Diabete e malattie cardiovascolari sono il tema di questa prima borsa; la prossima, presentata oggi, e’ dedicata alla ricerca sui tumori. L’obiettivo e’ capire se funzionano anche sul cuore i nuovi farmaci che riducono la glicemia, comunemente utilizzati nei pazienti diabetici, ha spiegato Anna Leonardini. Il suo progetto di ricerca prevede la possibilita’ di isolare le cellule staminali del cuore da frammenti di tessuto (di circa 4 millimetri quadrati) prelevati da persone sane e da pazienti diabetici. Quindi le cellule staminali vengono immerse in un mezzo di coltura ricco di zuccheri e sostanze nutrienti, dove possono vivere ed essere utilizzate per i test. Il primo passo sara’ confrontare le cellule staminali cardiache delle persone sane con quelle di persone diabetiche. Quindi, ha proseguito la ricercatrice, si prevede di ricreare attorno alle cellule sane un ambiente il piu’ possibile simile a quello in cui vivono le cellule cardiache di una persona con il diabete: ‘vogliamo riuscire a mimare questo ambiente, creando per esempio una situazione di iperglicemia, ed osservare se nelle cellule normali vengono provocati eventuali danni’. Il passo ulteriore sara’ verificare se farmaci analoghi all’ormone Glp-1 (prodotto naturalmente nell’intestino e che induce la produzione di insulina nel pancreas) proteggono le cellule del cuore.

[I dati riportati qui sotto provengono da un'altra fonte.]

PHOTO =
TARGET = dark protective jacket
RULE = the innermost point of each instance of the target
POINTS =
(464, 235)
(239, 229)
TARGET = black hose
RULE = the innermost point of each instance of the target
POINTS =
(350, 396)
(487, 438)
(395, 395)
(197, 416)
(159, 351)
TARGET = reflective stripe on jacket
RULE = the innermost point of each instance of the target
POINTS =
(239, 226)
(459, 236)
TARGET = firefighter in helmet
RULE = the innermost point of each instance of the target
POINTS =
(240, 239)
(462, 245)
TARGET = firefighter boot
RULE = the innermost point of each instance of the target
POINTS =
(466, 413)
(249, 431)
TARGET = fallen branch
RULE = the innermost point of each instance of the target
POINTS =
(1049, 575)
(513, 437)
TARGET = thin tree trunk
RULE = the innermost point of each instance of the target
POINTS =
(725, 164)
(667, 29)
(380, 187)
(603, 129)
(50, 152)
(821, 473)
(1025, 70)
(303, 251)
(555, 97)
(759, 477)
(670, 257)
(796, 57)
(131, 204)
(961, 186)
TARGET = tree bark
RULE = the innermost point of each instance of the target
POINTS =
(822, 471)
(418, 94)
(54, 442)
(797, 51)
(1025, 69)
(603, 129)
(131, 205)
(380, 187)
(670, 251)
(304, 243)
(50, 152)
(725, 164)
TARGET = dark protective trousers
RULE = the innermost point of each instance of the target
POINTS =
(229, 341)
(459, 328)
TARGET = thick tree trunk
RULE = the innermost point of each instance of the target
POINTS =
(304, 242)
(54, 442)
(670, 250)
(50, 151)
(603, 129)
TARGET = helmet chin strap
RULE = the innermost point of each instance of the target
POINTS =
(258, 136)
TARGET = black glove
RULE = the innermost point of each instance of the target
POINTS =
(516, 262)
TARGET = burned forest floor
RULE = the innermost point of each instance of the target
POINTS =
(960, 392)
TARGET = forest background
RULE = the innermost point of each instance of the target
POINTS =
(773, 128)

Per Francesco Giorgino, a capo del gruppo di ricerca dell’universita’ di Bari del quale fa parte Anna Leonardini, una delle novita’ della ricerca e’ che ‘si fa in laboratorio, ma su cellule umane prelevate da persone sane e da malati di diabete’. E soprattutto, ha aggiunto, la ricerca ‘intende valutare gli effetti di alcuni farmaci sulle cellule staminali’, considerando ‘gia’ queste cellule come sede di una patologia, vale a dire che gli effetti del diabete potrebbero gia’ presentarsi nelle cellule staminali’.